Carvin is a music equipment maker out of California that makes just about everything you need to put on the live gig. They are mostly known for their built to order semi-custom guitars. They have a line of guitars and you can pick out all the different options you want on the instrument. This is their lefty 7 string model. This model is one of the few reasonaly priced left handed 7 string guitars on the market today. With lefty guitars they are either super low end or unbelievably expensive. These Carvin guitars are right in the reasonable range and you can get all the specs and pieces you like. The example I tested out was not too exotic. It came with a maple neck through body with mahogany wings. The pickups were in an HH configuration with Carvin 7 string pickups. The fretboard was ebony with a nice flat radius and jumbo stainless steel frets. The whole guitar was finished in a satin black that gave it a nice smooth finish. The hardware was black as well with a Fender style hardtail bridge. Controls were basic with a volume and tone with a 3 way switch.
The playability on these models is great. Carvin uses something called rapid play technology. These guitars come from the factory with a super low action. This combined with the jumbo stainless steel frets means you get a super smooth feel when you are playing. The ebony fretboard contributes to this. I am not the biggest fan of the Fender style bridge. I wish you could get a 7 string tune-o-matic bridge for the 7 strings. This is all just personal preference. Since the guitar has neck through construction that means there is very little neck joint heel to get in the way. The satin finish on this example covers the entire guitar and gives it a super smooth feel and on the back of the neck this is great for playability.
The pickups in these Carvins is usually the weakest part. They make their own pickups as well as everything else so they are not up to par with specialized pickup makers. The pickups in this guitar were the stock Carvin units and they were pretty decent. If you are looking for good overall tone and versatility you could very well keep them. The bridge is a bit tighter than you would expect out of a Carvin pickup. This is probably due to it being a 7 string pickup. The neck pickup is smooth with a bit of bite. It sounds very modern like the other Carvin pickups I have heard. The output on either pickup isnt very extreme as these seem to be for all around tone and general styles. Like all Carvin pickups these units have a ton of pole pieces so you do not get any dead zones between strings.

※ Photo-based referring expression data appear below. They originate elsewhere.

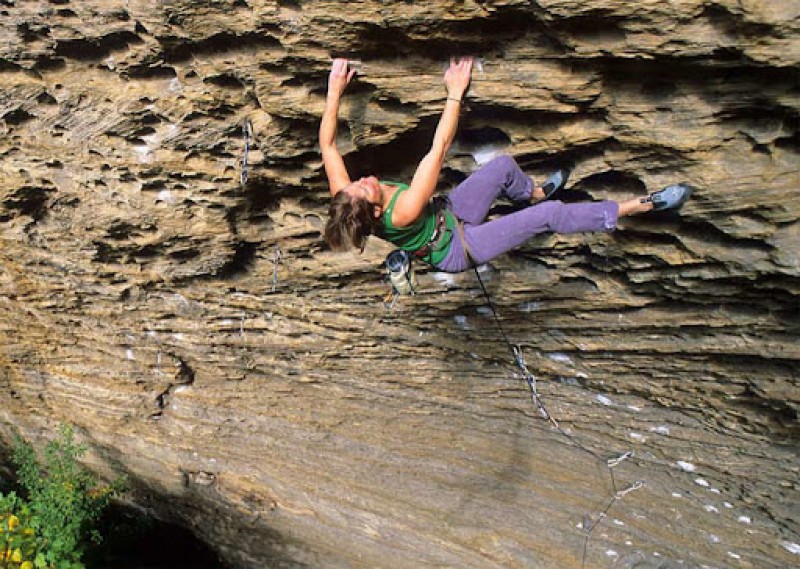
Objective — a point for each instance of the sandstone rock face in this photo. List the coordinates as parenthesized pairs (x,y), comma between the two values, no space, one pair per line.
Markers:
(203,339)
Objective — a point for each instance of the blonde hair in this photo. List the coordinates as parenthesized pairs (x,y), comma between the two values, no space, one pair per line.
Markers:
(350,222)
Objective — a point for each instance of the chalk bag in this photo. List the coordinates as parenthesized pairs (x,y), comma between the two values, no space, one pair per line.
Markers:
(401,273)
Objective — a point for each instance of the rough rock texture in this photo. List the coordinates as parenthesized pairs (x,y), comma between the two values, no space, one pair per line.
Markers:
(278,410)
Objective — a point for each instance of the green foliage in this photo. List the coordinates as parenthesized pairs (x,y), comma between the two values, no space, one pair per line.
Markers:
(51,528)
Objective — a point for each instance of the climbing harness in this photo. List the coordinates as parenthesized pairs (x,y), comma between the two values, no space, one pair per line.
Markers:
(516,352)
(247,133)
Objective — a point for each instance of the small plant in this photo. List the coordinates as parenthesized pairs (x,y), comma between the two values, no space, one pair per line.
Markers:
(51,528)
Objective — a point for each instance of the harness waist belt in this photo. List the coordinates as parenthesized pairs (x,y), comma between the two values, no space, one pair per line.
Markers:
(439,234)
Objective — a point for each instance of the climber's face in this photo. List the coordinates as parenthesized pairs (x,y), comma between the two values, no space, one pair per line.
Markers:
(367,189)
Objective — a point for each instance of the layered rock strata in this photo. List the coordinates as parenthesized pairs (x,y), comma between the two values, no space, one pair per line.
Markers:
(204,340)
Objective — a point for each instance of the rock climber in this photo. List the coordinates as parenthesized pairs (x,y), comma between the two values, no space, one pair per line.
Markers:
(456,236)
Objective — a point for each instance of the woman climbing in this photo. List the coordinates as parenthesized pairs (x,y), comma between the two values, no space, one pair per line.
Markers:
(455,236)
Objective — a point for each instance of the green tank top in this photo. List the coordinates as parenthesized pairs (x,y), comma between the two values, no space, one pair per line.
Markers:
(419,233)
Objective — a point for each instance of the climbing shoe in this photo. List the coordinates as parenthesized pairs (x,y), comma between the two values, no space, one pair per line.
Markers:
(671,197)
(555,182)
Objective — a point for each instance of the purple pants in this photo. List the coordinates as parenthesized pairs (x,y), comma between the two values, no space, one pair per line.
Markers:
(471,200)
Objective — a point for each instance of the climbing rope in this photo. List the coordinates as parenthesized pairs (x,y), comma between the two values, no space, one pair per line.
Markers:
(247,133)
(516,353)
(277,255)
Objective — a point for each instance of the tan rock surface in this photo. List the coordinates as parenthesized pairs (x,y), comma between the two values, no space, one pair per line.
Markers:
(296,423)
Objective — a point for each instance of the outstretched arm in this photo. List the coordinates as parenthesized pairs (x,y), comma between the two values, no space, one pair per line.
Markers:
(340,76)
(412,202)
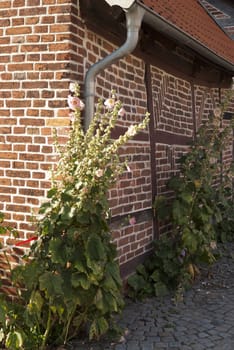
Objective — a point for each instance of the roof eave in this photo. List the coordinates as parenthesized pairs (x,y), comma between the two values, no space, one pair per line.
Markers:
(160,24)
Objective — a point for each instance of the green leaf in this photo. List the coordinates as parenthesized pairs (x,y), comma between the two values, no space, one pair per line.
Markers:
(51,283)
(80,279)
(95,248)
(2,313)
(136,282)
(56,248)
(1,217)
(160,289)
(189,240)
(14,340)
(51,192)
(113,269)
(98,327)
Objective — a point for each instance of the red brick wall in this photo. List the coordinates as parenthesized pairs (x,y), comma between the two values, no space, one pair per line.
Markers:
(43,46)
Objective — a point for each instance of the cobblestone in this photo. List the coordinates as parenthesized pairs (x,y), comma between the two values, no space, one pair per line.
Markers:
(204,320)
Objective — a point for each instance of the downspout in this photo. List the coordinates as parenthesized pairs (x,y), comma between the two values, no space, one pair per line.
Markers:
(134,18)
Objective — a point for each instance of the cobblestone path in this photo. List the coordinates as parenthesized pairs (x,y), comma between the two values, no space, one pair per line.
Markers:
(203,321)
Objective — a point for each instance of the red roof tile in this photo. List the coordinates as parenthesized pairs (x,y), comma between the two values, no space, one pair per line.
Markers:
(190,17)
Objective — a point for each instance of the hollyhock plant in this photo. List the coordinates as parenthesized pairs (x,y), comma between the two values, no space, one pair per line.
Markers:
(72,279)
(74,102)
(109,103)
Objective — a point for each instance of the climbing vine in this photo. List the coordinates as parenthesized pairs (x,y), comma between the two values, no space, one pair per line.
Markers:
(200,213)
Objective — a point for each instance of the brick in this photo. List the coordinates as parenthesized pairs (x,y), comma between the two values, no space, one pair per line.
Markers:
(58,122)
(18,30)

If you are left handed and are looking for a good solid 7 string your options are pretty limited. With Carvin you can get a 7 string the way you want it with all the stuff you like on a guitar. If you like rosewood instead of ebony you can get either or even maple. You have your choice of bodywoods as well. The type of bridge is your choice as well as the frets and radius. With Carvin all the little details are up to you and if you buy a Carvin new and you dont like it that is most likely your fault.